At least 18 certificates/licences are required to start an apparel (100% export-oriented) business in the country. These are ERC, IRC, Factory Labour Licence, Factory Layout Plan Approval, Boiler Certificate, Fire Licence, Environment Certificate, Chamber of Commerce & Industry Membership Certificate, BGMEA Membership Certificate, VAT Certificate, Trade Licence, EPB Enrolment Certificate, TIN Certificate, Bank Solvency Certificate, Memorandum and Article of the Company, Certificate of Incorporation, Bond Licence & General Bond and PDB Testimonial. Most of the licences and certificates are required to be renewed every year. It is an open secret that the stakeholders can manage the licences and certificates with or without complying with legal requirements.
According to the analysis of the Fire Risk Index (FRI) in Bangladesh, FRI results shows that the mean FRI is 2.8 on a scale of 5.0 for the fire hazard condition of our RMG sector, which signposts an alarming condition. The factory buildings are constructed very amateurishly. Most of the buildings have been converted from their use as residential or commercial set-ups to factories, violating building construction act as well as planning act. Low-grade construction quality, low-slung quality material use are very common which make the workplace unsafe, unprotected and increase the risk for building breakdown.

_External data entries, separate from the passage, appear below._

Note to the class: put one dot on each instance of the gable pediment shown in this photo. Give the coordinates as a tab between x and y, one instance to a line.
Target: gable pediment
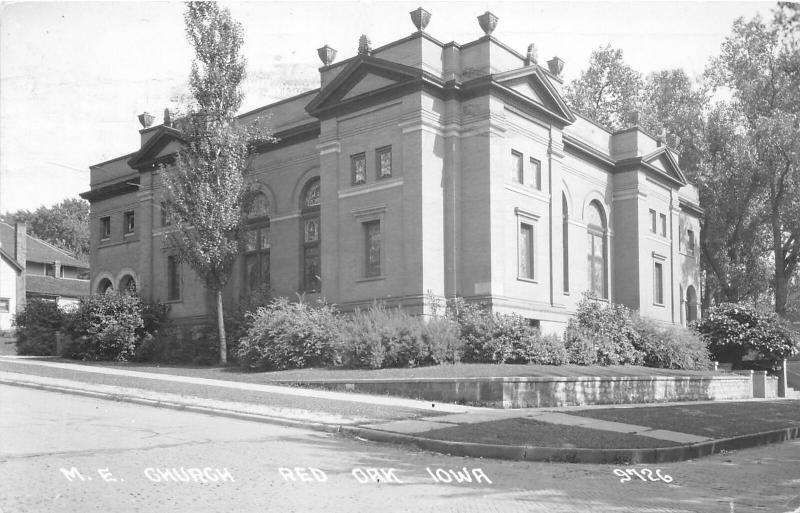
167	141
529	84
665	163
364	77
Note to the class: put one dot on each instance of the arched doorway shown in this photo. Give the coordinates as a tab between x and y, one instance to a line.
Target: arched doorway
691	304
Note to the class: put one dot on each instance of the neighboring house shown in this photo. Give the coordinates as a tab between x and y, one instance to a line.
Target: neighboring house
30	267
422	170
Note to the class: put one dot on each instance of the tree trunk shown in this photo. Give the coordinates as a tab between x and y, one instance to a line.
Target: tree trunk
781	280
223	346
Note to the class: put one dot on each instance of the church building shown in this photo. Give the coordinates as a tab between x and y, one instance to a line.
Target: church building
424	170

Preventive steps must be taken by the stakeholders and must be enforced by the authorities. But the main responsibility to safeguard and protect workers at factories lie with the owners of the factories and the authorities must compel them to go by the rules. Mere world-class seminars at five-star hotels, symposium and conferences at BGMEA or at the chambers of commerce, condolences from leaders won't stop the catastrophes. Establishing transparency and accountability in every government and private organisations is the crying need to halt the never-ending disasters at factories. Rooting out rampant corruption, enforcement of rule of law, justice and good governance at private, public and government organisations is a prerequisite for stopping deaths of people from fire, accidents, collapse of buildings at workplaces.
The writer, a Fellow Chartered Accountant of ICAB, is CFO of a private group of industries.